6

3.2K 165 75
                                    

•październik•

Czarnowłosy chłopak siedział wściekły.

Oj, bardzo był wściekły. Kominek w pokoju życzeń oświetlał jego twarz, tworząc na niej pomarańczowe plamy. Na czarnych, sięgających właścicielowi do ramion, włosach lśniły rudawe refleksy, a w zielonych oczach błyszczał niebezpieczny blask. Myślał. Jak zawsze wszystko odwróciło się na jego niekorzyść. Miał na karku trzy czwarte głupich i zaopatrzonych w wersję jego przyjaciół, gryfonów

- No prosze, prosze! Kogo my tu mamy? Czyżby kogoś, kto GRZEBIE w CUDZYCH rzeczach? - Zmroził ich wzrokiem. Pokój wspólny ucichł, a Gryfoni znajdujący się w nim chłonęli każde słowo. Dwójka winnych przełknęła ślinę.

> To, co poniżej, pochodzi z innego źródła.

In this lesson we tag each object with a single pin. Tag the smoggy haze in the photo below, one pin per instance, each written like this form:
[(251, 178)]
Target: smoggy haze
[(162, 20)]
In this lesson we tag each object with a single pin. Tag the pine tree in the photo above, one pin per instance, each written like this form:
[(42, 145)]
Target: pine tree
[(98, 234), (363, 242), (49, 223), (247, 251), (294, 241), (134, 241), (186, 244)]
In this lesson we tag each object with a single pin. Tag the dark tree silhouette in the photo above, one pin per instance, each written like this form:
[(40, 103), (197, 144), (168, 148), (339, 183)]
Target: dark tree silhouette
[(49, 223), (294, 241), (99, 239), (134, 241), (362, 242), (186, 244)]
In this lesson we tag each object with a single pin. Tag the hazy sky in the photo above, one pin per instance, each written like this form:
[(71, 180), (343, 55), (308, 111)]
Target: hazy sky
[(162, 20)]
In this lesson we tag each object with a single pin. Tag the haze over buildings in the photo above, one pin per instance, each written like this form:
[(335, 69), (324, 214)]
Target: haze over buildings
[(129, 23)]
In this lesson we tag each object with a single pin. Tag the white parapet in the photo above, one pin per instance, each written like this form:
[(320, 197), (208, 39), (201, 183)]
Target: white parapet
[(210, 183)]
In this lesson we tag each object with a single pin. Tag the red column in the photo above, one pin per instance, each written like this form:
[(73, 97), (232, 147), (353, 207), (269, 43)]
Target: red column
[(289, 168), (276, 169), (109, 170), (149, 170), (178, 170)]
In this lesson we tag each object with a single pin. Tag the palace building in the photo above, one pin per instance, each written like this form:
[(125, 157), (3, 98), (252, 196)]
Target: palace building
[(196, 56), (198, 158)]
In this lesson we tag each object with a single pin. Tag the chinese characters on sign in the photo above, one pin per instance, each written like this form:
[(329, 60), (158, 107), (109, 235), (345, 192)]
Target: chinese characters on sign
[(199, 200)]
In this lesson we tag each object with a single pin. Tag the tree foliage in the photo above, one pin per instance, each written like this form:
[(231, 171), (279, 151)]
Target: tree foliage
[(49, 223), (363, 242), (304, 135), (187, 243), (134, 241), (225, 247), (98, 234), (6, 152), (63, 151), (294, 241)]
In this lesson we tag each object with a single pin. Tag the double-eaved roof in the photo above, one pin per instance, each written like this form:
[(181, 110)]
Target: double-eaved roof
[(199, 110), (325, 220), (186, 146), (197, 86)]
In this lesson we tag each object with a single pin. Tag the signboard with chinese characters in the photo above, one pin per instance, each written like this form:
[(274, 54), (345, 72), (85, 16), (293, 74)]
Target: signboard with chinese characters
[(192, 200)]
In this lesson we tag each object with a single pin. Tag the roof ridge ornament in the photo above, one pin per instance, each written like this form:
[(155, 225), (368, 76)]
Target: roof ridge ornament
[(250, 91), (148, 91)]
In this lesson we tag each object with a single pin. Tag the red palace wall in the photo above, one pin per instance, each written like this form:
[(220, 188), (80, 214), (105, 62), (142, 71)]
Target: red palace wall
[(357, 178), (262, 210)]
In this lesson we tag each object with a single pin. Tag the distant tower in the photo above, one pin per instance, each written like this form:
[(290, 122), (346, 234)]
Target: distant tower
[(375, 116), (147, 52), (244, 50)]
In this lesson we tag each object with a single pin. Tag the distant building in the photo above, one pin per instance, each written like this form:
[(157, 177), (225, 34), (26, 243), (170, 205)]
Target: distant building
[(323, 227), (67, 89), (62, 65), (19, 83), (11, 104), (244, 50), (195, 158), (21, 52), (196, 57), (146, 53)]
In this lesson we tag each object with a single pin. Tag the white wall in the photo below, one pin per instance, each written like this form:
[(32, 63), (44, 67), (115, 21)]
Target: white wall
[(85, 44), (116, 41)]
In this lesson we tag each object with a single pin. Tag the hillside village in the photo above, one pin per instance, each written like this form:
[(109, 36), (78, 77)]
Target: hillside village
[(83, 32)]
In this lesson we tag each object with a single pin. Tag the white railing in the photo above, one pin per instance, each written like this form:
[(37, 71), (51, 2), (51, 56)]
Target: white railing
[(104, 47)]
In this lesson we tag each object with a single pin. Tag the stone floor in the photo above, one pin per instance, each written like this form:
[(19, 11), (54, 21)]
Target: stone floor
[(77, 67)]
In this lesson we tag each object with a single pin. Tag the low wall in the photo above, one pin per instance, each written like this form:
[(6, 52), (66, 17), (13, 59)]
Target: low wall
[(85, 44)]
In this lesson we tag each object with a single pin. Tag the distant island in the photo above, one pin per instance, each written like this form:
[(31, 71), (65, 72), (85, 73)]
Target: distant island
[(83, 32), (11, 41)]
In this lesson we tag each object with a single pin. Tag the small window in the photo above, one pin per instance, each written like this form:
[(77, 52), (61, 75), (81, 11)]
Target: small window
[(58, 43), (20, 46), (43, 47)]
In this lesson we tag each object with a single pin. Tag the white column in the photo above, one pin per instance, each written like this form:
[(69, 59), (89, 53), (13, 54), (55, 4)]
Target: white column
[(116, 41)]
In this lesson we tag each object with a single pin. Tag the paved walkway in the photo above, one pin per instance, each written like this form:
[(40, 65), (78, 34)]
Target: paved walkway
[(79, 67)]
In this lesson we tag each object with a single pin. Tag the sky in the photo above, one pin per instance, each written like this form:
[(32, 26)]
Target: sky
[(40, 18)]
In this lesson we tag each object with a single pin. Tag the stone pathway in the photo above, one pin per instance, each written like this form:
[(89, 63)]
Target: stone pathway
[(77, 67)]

Na twarzach jego, oficjalnie byłych już, przyjaciół pojawił się pot. Na niebieskiej skórze było to szczególnie widoczne, ponieważ on też się zabarwił. Nagle do głowy brązowowłosej wpadł pomysł.

- Właściwie to, czemu to my jesteśmy tu winni? Przecież to ty cały czas coś ukrywasz! Wychodzisz w nocy nie wiadomo gdzie! - Oskarżała go raz za razem. - Może jednak Voldemort zawładnął twoim umysłem?!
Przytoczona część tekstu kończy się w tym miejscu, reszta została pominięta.